Nationwide Ceasefire Agreement
- Drafted: 31 March 2015
- Signed: 15 October 2015
- Location: Nay Pyi Taw, Myanmar
- Signatories: Myanmar; ABSDF; Arakan Liberation Party; Chin National Front; DKBA-5; Karen National Union; KNU/KNLA Peace Council; Lahu Democratic Union; New Mon State Party; Pa-O National Liberation Army; Restoration Council of Shan State;
- Depositary: Government of Myanmar
- Languages: English, Burmese

= Nationwide Ceasefire Agreement =

Pact between Myanmar's government and ethnic insurgent groups

The Nationwide Ceasefire Agreement (NCA), officially the Nationwide Ceasefire Agreement between the Government of the Republic of the Union of Myanmar and the Ethnic Armed Organisations (တစ်နိုင်ငံလုံး ပစ်ခတ်တိုက်ခိုက်မှု ရပ်စဲရေးသဘောတူစာချုပ်), was a landmark ceasefire agreement between the government of Myanmar and representatives of various ethnic insurgent groups, officially known as "ethnic armed organisations" (EAOs) by the government. The draft was agreed upon by a majority of the invited parties on 31 March 2015, and the agreement was signed by President Thein Sein on 15 October 2015. The signing was witnessed by observers and delegates from the United Nations, the United Kingdom, Norway, Japan and the United States. A ceremony is held by the government annually on the anniversary of the signing of the agreement.
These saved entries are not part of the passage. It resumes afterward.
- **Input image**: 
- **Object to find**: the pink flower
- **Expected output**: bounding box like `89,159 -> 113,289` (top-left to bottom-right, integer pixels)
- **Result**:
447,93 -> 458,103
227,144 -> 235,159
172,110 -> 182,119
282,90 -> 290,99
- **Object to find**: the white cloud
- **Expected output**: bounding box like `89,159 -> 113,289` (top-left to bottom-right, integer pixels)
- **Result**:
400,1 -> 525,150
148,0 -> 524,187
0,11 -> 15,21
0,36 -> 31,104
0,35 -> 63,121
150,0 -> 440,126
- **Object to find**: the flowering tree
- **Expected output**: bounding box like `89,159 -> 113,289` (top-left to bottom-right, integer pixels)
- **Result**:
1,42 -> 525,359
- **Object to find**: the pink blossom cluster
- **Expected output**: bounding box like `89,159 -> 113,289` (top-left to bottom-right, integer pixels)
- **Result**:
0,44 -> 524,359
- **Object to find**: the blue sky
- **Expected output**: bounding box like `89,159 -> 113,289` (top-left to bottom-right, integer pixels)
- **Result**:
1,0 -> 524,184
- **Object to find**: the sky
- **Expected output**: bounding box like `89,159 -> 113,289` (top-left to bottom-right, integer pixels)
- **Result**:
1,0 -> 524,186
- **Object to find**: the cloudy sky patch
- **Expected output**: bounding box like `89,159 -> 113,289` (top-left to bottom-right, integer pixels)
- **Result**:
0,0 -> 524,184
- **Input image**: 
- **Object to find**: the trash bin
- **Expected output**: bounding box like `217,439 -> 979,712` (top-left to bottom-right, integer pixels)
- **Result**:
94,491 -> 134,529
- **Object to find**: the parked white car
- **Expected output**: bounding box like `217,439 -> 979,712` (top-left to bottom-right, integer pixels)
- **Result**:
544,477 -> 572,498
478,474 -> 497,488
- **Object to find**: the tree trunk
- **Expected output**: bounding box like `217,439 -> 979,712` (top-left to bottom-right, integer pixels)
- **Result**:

The government of Myanmar originally sent invitations to 15 different ethnic insurgent groups, inviting them to participate in long-term peace negotiations. However, seven of those invited declined or dropped out during negotiations due to perceived unfairness.

The Lahu Democratic Union and the New Mon State Party later joined the ceasefire and signed the agreement on 13 February 2018.

Following the 1 February 2021 coup d'état, the Tatmadaw violated the ceasefire agreement by attacking the Restoration Council of Shan State's camps in Shanin Hsipaw Township. Since this violation, the majority of signatories to the agreement have left, including the ABSDF, CNF, KNU, PNLA, and a splinter group of the New Mon State Party known as the NMSP (Anti-Military Dictatorship).